If you want to send the stream to another database or system, you would use a sink function (similar to the source function) and invoke it using `Stream.for_each`.



In [None]:
import json
# publish results as JSON
score.publish(topic="ScoredRecords",
                        schema=json, 
                        name="PublishScores")

# Other options include:
# invoke another sink function:
# rolling_average.for_each(func=send_to_db)

<a name="launch"></a>

# 3. Submit the application
A running Streams application is called a *job*. This next cell submits the application for execution and prints the resulting job id.


In [None]:
from streamsx.topology import context

# Disable SSL certificate verification if necessary
cfg[context.ConfigParams.SSL_VERIFY] = False

# build and submit
submission_result = context.submit('DISTRIBUTED', 
                                   topo, 
                                   cfg)

print(submission_result)
# The submission_result object contains information about the running application, or job
if submission_result.job:
    print("JobId: ", submission_result.job.id , "Name: ", submission_result.job.name)


<a name="view"></a>

# 4. Use the `View` to access data from the job
Now that the job is started, use the `View` object you created in step 2.3 to start retrieving data from a `Stream`.   
   
Compare the attributes 'referenceDrug' and 'predictedDrug' in the output below. The predicted drug is the result of the scoring. Both values should be equal.

In [None]:
# Connect to the view and display the data
queue = score_view.start_data_fetch()
try:
    for val in range(10):
        print(queue.get())    
finally:
    score_view.stop_data_fetch()

## 4.1 Display the results in real time
Calling `View.display()` from the notebook displays the results of the view in a table that is updated in real-time.

In [None]:
# Display the results for 30 seconds
score_view.display(duration=30)


## 4.2 See job status 

You can view job status and logs by going to **My Instances** > **Jobs**. Find your job based on the id printed above.
Retrieve job logs using the "Download jobs" action from the job's context menu.

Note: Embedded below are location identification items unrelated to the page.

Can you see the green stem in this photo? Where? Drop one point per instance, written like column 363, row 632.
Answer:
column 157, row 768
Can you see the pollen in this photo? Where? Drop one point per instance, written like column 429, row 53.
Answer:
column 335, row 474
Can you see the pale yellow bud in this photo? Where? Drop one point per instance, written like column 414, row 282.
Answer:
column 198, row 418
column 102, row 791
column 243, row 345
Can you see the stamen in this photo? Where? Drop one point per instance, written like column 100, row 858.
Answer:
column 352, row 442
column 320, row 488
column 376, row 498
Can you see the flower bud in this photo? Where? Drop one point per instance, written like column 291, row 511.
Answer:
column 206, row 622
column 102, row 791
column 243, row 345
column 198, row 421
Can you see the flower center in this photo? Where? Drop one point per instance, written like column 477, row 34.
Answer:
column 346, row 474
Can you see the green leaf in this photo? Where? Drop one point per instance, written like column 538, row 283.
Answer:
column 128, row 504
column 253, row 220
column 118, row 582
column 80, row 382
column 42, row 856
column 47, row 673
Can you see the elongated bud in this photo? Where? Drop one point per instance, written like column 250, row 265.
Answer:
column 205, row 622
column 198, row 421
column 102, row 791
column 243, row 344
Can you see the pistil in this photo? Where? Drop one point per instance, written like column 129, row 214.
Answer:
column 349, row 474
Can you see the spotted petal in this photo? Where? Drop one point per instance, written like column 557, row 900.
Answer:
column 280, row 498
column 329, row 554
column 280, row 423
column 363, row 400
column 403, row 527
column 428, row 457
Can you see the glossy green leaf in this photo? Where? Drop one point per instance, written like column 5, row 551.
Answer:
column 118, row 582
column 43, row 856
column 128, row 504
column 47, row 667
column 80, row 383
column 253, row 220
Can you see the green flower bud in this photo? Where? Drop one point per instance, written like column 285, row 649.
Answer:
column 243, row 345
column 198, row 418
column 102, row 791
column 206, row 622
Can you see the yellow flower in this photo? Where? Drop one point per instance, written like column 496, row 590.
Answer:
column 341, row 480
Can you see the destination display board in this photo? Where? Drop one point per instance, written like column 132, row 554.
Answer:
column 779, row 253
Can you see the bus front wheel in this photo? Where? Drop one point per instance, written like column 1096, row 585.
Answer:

To view other information about the job such as detailed metrics, access the Streams Console.  Go to **My Instances** > **Provisioned Instances**. Select the Streams instance and open the URL listed under *externalConsoleEndpoint* or *serviceConsoleEndpoint*.

<a name="cancel"></a>

# 5. Cancel the job

This cell generates a widget you can use to cancel the job.

In [None]:
#cancel the job in the IBM Streams service
submission_result.cancel_job_button()

You can also interact with the job through the [Job](https://streamsxtopology.readthedocs.io/en/stable/streamsx.rest_primitives.html#streamsx.rest_primitives.Job) object returned from `submission_result.job`

For example, use `job.cancel()` to cancel the running job directly.

# Summary

We started with a `Stream` called `records`, which contained the data we wanted to analyze. Next, we used functions in the `Stream` object to perform simple preprocessing before we scored the data with a ML model and produced the `score` stream.  This stream is finally written to a file.

After submitting the application to the Streams service, we connected to the `score_view` view to see the results within the notebook.